Compañeros et compañeras,

Dans plusieurs États de la République mexicaine, la triple alliance gouvernement-entrepreneurs-caciques a déployé, en bonne et due forme, une campagne de répression, persécution et harcèlement contre ceux et celles qui ont embrassé la cause, noble et désintéressée, de "l’Autre Campagne". Cachés derrière le masque d’une légalité illégitime et d’astuces juridiques, les gouvernements des États du Chiapas et d’Oaxaca ratifient à nouveau, comme naguère, leur incapacité à résoudre, par le dialogue, les conflits qui surgissent.

CHIAPAS : entrepreneurs, banquiers et gouvernements contre l’"Autre"

Au Chiapas, le compañero Dámaso Villanueva Ramírez a été arrêté par la police, accusé de détruire une antenne de l’entreprise "Pegaso", en octobre 2004, destruction réalisée au moment (jour et heure) où il était en réunion dans les locaux de la mairie de San Cristóbal de Las Casas.

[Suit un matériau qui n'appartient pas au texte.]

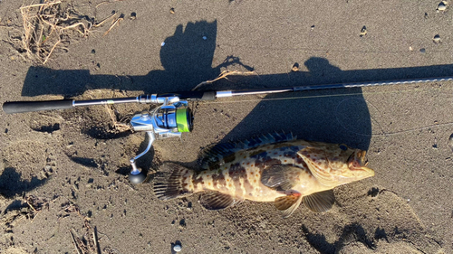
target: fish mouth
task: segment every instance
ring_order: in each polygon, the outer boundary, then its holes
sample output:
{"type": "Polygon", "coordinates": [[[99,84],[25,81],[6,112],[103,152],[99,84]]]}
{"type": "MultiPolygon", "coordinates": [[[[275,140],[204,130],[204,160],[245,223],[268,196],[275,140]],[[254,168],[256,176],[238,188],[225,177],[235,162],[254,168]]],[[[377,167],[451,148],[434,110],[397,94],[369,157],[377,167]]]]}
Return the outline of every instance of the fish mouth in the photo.
{"type": "Polygon", "coordinates": [[[368,159],[366,158],[366,151],[357,150],[352,153],[348,158],[348,166],[352,171],[360,171],[365,177],[374,175],[374,170],[367,167],[368,159]]]}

Le compañero Dámaso est membre du Comité Citoyen pour la Défense populaire (COCIDEP), collectif qui lutte contre les coûts élevés de l’énergie électrique, contre la privatisation de l’eau et contre les abus de l’autorité. Le COCIDEP adhère à la Sixième Déclaration de la forêt Lacandone et a participé à "l’Autre Campagne".

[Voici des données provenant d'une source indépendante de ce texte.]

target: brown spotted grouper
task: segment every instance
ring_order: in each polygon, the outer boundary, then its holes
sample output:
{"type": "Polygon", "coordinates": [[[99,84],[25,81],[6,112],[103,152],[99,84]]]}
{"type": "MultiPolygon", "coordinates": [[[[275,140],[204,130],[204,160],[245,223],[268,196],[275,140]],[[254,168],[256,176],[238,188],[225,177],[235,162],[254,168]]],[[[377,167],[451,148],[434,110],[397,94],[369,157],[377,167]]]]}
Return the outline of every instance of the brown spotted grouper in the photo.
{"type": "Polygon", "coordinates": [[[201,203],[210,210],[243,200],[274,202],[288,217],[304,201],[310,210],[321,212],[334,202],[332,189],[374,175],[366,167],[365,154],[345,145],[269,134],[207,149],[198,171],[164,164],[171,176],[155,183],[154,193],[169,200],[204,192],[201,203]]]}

L’arrestation du compañero de COCIDEP est une des actions que le gouvernement du Chiapas a déployées contre l’"Autre Chiapas" : menaces envers les membres d’organisations non gouvernementales comme DESMI A.C., le Centre des droits humains Fray Bartolomé de las Casas, Maderas del Pueblo, le Service international pour la paix, et la Centrale unitaire des travailleurs - ONPP de Palenque, ainsi que des agressions sur des adhérents à titre individuel comme Marisa Kramsky et Gustavo Jiménez.

De la part du gouvernement du Chiapas et du grand capital étranger : la banque HSBC a fermé les comptes bancaires ouverts par l’organisation non gouvernementale Enlace Civil pour venir en aide aux personnes sinistrées de la côte du Chiapas. De cette manière, HSBC suit le chemin raciste et ethnocide tracé par Bancomer. Le fermeture de ces comptes aggravera la situation, déjà difficile, des communautés indigènes qui ont tout perdu lors du passage de l’ouragan Stan.

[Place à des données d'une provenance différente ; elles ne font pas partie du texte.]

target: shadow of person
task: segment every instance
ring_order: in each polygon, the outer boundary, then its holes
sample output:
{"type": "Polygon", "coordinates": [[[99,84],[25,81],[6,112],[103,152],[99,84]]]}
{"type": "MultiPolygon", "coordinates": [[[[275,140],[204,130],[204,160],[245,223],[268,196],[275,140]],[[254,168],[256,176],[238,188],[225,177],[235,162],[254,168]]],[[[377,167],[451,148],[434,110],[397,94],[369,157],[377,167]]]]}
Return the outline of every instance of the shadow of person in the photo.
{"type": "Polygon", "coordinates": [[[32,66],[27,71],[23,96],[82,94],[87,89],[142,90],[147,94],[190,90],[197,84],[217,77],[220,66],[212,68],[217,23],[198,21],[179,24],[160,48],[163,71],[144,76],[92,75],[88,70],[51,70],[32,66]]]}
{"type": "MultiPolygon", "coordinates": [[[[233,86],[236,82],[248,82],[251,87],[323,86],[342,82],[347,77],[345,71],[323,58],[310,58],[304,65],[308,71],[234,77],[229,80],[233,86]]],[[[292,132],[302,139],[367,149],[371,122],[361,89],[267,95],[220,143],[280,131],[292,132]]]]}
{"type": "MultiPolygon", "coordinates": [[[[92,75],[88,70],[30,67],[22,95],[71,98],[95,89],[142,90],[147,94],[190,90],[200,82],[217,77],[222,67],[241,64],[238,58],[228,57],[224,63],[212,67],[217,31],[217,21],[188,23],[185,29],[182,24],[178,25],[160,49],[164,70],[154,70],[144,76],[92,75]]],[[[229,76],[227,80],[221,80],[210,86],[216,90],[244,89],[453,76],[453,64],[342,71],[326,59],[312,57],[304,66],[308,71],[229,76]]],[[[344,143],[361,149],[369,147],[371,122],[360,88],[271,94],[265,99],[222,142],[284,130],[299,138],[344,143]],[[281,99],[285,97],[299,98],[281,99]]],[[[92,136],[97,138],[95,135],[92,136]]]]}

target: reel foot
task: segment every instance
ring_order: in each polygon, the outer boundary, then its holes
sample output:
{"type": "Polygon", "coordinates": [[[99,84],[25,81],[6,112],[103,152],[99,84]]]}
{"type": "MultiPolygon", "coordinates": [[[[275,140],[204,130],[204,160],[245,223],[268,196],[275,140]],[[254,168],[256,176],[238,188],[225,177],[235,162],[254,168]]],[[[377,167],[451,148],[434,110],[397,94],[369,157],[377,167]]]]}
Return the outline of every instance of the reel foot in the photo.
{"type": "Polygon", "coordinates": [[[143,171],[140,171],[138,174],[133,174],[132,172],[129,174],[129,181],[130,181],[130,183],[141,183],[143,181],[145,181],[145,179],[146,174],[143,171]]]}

La Commission Sexta de l’EZLN appelle à protester contre les mesures arbitraires du gouvernement du Chiapas et à promouvoir la fermeture de comptes existants à la HSBC, ainsi qu’à réaliser une campagne mondiale de propagande contre le racisme criminel de cette banque et de ses propriétaires.

OAXACA : caciques et gouvernement contre la volonté populaire

Hier, selon l’information envoyée par la Commune populaire autonome de San Blas Atempa, Oaxaca, des centaines de policiers envoyés par le gouverneur d’Oaxaca, Ulises Ruiz, ont attaqué le siège de cette autorité populaire pour tenter d’imposer un beau-fils de la cacique priiste, et autonommée députée locale, Agustina Acevedo.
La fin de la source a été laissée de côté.